After one particularly irritating column that celebrated the willingness of neo-Nazis to voice an unpopular opinion in such a straightlaced, lemming-like culture as ours, I'd had enough. Regardless of what it meant to my relationship to the paper, I wrote a letter to the editor.
"I never realized that everything was the opposite of what it was until I read Conniption," I began. "It's about time someone told us the truth about the cuddly Nazis, instead of those nasty ones that get all the publicity."
I can't remember what else it said, but I might have said something about Conniption putting the "pig" in "pigmentosa."
They printed it, so I was a little leery of making my next phone call to David Derricks as I knew him to be tight with Conniption. When we next spoke David seemed fine about it, but in the middle of the conversation, I could hear someone grab the phone away from him.
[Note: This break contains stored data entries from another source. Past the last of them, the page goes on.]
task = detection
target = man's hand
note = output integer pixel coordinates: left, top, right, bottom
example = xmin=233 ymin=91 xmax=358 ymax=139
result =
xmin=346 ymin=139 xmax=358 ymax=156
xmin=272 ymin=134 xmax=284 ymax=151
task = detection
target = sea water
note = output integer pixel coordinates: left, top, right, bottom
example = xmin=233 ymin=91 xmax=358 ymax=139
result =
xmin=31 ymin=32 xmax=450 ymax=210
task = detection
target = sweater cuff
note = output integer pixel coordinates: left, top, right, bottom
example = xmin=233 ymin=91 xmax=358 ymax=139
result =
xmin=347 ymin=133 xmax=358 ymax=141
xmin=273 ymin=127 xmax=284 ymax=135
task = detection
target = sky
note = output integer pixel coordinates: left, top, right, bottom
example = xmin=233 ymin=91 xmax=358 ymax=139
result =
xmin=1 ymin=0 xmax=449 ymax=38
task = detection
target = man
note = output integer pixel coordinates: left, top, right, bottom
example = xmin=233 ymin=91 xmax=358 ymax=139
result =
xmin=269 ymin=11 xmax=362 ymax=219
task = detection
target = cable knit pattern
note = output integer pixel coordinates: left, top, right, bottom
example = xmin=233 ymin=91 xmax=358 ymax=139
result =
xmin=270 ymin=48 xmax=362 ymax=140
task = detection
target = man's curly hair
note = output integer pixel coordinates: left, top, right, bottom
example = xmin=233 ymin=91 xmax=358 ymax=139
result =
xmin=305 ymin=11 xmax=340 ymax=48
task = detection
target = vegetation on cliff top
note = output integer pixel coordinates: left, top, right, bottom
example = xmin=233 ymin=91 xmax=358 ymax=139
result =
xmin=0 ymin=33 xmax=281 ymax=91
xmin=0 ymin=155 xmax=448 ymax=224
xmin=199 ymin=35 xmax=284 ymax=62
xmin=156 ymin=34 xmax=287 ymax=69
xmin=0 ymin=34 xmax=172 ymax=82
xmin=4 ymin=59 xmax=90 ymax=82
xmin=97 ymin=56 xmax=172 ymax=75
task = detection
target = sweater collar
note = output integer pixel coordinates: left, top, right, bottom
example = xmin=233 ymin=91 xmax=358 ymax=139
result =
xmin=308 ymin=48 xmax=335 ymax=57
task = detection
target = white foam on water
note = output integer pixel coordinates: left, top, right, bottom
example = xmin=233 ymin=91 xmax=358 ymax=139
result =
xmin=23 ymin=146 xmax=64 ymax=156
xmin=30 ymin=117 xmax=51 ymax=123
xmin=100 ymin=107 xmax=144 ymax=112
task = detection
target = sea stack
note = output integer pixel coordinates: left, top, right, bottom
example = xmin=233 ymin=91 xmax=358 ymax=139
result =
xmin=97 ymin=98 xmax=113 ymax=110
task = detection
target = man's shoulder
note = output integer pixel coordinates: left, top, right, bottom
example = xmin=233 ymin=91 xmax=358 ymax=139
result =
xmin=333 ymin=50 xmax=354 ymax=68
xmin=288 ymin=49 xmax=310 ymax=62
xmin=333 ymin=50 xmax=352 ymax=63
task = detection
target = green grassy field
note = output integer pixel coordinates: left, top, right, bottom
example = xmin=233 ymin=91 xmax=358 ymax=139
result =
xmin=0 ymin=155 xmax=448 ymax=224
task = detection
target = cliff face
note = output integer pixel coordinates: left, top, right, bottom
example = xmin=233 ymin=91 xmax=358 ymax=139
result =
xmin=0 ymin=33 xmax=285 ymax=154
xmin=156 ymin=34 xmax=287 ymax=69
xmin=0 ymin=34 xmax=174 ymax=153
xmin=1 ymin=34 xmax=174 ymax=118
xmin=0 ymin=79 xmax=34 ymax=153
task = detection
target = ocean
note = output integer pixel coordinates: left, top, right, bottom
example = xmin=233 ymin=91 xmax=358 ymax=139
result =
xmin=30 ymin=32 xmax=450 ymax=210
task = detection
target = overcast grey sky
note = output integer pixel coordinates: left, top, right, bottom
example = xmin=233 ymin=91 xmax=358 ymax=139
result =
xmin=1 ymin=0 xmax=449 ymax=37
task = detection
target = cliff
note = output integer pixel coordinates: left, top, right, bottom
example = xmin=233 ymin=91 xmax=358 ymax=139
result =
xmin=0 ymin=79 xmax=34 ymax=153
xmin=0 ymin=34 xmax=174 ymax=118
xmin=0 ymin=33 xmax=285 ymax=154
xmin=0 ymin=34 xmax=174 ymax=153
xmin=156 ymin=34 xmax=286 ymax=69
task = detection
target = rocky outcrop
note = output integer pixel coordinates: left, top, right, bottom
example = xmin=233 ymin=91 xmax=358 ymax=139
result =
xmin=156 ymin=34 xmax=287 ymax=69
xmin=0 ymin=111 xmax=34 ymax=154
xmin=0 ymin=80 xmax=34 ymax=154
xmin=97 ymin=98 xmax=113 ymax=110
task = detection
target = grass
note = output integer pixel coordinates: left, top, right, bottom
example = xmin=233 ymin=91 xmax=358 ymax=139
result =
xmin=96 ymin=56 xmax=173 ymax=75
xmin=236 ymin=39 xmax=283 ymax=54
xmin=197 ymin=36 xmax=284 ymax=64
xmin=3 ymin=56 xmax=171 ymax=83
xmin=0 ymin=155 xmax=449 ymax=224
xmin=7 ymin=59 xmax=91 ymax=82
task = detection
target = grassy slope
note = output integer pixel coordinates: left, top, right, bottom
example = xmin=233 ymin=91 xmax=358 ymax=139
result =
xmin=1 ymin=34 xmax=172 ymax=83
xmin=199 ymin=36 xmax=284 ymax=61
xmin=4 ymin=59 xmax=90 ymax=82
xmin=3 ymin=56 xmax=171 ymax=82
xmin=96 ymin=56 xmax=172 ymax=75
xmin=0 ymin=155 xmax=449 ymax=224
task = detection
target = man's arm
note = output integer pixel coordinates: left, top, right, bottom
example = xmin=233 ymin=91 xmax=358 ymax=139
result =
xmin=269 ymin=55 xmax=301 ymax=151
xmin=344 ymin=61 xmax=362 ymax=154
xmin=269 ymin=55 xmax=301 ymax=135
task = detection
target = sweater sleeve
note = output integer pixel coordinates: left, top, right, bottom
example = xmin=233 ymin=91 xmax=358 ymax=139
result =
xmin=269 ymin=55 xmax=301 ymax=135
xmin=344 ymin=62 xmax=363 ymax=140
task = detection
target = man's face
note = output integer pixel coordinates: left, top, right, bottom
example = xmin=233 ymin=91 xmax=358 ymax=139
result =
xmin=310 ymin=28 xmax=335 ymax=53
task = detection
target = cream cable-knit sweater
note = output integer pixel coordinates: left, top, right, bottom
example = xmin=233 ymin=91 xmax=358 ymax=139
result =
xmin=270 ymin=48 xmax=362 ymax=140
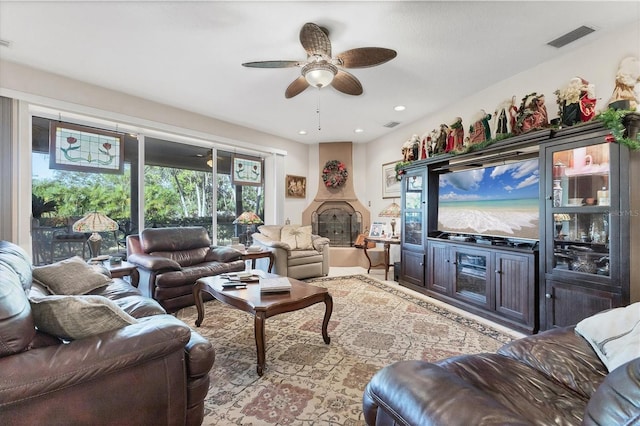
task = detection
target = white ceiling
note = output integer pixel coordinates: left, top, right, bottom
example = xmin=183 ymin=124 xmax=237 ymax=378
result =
xmin=1 ymin=1 xmax=638 ymax=144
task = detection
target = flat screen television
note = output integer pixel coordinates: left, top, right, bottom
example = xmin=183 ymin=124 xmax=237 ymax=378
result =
xmin=437 ymin=158 xmax=539 ymax=241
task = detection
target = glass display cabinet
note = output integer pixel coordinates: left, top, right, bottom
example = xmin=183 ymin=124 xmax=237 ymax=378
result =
xmin=540 ymin=125 xmax=633 ymax=330
xmin=400 ymin=169 xmax=426 ymax=287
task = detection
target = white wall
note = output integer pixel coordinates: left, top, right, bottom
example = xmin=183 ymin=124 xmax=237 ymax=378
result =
xmin=365 ymin=22 xmax=640 ymax=228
There was a pause during which I could hear Derricks asking someone to give the phone back, after which someone whose voice I'd never heard before began to unleash a torrent of obscenities at me. It sounded garbled and robotic, this string of gibberish invective and threats.
Eventually Derricks got control of the phone back. "That's just Jim," he said. "He gets like that sometimes."
Had I just been on the receiving end of a brain lesion attack? Or was this just Conniption's usual reaction to criticism?
I did, however, begin to rule out jealousy as a motivation for my behavior.